A school bus decelerates down the street to the left, and leans into the corner turn, off to pick up children from good and bad houses, and bring them to us within the hour. Another car makes the turn, its headlights piercing the gloomy dark morning, and I wonder, idly, where it is going, and whether I would like to be going there, too. Where would I like to go this morning? I don't even know.
My second cup of coffee is poured, and I'm grateful that this extra time this morning means that I will get to drink it here, at home, with my dogs for company, and while it's hot. Most mornings I take the second cup to school with me, and by the time I'm able to drink, it's already lukewarm. I'm used to cold coffee, but it doesn't mean I like it. The sky is lightening a bit, enough to see that I was right, and heavy grey clouds are hanging grumpily above the almost bare trees across the street. There is now a light behind the two upstairs bedroom windows in the other house across the street, which means someone is awake over there, at least. Most likely the kids have their own alarms, and have gotten themselves up. I hope they have a good day. I hope they get enough to eat at school and it fills them up for awhile. I hope that someone loves them, just a little bit, today.

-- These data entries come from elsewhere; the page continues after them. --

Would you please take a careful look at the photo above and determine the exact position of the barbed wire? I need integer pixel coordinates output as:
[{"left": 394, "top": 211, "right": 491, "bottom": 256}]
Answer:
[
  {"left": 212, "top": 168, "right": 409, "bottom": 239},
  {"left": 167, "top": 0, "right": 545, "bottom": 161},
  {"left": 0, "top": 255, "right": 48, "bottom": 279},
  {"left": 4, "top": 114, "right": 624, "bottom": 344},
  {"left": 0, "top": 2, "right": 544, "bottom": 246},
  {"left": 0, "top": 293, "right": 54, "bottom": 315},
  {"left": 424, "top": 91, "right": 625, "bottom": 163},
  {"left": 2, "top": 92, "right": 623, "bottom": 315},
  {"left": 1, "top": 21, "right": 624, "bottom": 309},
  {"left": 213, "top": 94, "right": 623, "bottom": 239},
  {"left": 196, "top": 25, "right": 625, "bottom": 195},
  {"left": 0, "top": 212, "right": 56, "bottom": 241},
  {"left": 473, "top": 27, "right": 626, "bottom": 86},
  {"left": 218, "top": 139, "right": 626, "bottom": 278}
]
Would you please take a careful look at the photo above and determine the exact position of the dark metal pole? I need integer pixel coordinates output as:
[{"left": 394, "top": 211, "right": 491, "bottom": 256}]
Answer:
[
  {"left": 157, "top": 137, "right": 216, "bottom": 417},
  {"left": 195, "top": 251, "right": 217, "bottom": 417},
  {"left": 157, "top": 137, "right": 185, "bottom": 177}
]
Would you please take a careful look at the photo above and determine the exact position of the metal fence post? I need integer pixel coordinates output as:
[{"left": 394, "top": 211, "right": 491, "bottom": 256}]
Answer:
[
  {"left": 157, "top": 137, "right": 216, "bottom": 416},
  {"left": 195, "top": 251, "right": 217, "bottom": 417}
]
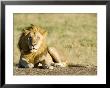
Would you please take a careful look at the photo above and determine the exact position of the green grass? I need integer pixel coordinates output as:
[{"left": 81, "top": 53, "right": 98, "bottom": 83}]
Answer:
[{"left": 14, "top": 13, "right": 97, "bottom": 66}]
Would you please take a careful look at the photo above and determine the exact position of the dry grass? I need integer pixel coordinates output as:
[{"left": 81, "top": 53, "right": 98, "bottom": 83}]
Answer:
[{"left": 13, "top": 13, "right": 97, "bottom": 67}]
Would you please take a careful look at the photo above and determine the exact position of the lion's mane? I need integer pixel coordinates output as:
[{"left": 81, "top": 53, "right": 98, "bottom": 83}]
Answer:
[{"left": 18, "top": 24, "right": 48, "bottom": 64}]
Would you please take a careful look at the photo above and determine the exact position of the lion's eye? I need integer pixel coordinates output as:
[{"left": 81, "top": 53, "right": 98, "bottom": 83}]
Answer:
[{"left": 28, "top": 37, "right": 32, "bottom": 40}]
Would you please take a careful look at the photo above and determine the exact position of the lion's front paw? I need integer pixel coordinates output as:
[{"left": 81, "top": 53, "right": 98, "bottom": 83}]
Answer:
[
  {"left": 48, "top": 66, "right": 54, "bottom": 69},
  {"left": 54, "top": 62, "right": 67, "bottom": 67},
  {"left": 43, "top": 65, "right": 54, "bottom": 69},
  {"left": 28, "top": 63, "right": 34, "bottom": 68}
]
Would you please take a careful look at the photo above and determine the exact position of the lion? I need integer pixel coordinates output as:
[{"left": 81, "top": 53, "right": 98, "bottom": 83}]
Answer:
[{"left": 18, "top": 24, "right": 67, "bottom": 69}]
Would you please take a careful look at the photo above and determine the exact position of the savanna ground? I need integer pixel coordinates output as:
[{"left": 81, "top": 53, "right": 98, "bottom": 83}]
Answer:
[{"left": 14, "top": 13, "right": 97, "bottom": 75}]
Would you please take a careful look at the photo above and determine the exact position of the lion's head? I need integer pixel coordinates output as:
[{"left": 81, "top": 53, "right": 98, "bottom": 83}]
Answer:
[{"left": 18, "top": 24, "right": 47, "bottom": 53}]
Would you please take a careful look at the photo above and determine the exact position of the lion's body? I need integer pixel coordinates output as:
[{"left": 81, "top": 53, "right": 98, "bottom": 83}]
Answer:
[{"left": 18, "top": 24, "right": 67, "bottom": 69}]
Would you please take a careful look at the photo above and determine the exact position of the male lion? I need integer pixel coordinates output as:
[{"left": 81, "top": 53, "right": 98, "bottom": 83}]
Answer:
[{"left": 18, "top": 24, "right": 67, "bottom": 69}]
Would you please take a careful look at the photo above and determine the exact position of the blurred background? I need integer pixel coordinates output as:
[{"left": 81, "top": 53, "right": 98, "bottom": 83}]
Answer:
[{"left": 14, "top": 13, "right": 97, "bottom": 67}]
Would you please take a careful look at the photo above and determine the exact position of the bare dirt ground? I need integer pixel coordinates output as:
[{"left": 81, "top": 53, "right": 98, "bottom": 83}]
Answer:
[{"left": 14, "top": 66, "right": 97, "bottom": 75}]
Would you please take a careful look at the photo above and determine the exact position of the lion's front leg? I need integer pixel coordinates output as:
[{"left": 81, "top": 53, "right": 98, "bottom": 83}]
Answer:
[
  {"left": 40, "top": 53, "right": 54, "bottom": 69},
  {"left": 18, "top": 57, "right": 34, "bottom": 68}
]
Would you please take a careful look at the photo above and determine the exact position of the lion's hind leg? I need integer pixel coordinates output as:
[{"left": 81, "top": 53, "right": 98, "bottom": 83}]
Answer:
[
  {"left": 48, "top": 47, "right": 67, "bottom": 67},
  {"left": 48, "top": 47, "right": 61, "bottom": 63}
]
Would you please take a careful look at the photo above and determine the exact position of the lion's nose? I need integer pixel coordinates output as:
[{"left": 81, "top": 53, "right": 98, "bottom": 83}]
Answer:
[
  {"left": 32, "top": 44, "right": 37, "bottom": 49},
  {"left": 32, "top": 47, "right": 35, "bottom": 49}
]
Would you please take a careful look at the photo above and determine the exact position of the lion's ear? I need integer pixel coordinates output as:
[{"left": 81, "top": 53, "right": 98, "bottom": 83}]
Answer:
[
  {"left": 23, "top": 29, "right": 30, "bottom": 36},
  {"left": 37, "top": 27, "right": 48, "bottom": 37},
  {"left": 42, "top": 30, "right": 48, "bottom": 37}
]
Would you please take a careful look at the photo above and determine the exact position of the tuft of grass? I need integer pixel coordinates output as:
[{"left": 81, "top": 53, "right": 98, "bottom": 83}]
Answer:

Sparticus, the rooster, the king-of-my-coop rooster, for there are three, has just begun to crow. I guess the darkness of the morning has led him to a late start this day. Soon, he and his harem of hens will be out scratching in the dirt, looking for cold worms. I hope they find some this morning. One of the cats has given herself a bath, and curled up in a tight little ball, wedged in to the back of the couch, where I would bet she will be most of the day. It is that kind of a day today. The dogs are busy chewing bones I gave them when I sat down with my coffee, and that will keep them all busy for at least another few moments. Then, as I begin my day again in public, with all the noise and chaos that I hate, they, too, will curl up and snooze the rest of the day away. Oh, they'll guard the house occasionally with their frantic and ferocious sounding barking, but when the squirrell on the Birch scampers off, or the errant stray wandering through our front yard has gone on about his business down the street, they, too, will curl up and go back to dozing until I return home eight hours from now.
It's only been an extra hour this morning, but what a gift for my thoughts, and my heart, it's been. An hour spent with hot coffee, dogs, and my own musings, makes me realize there really was no other way to have spent this hour. Silly that I stood at the window in the dark so long looking for one, looking for some other way to have filled it. Some way that mattered more. I don't think there could have been one. At least not today.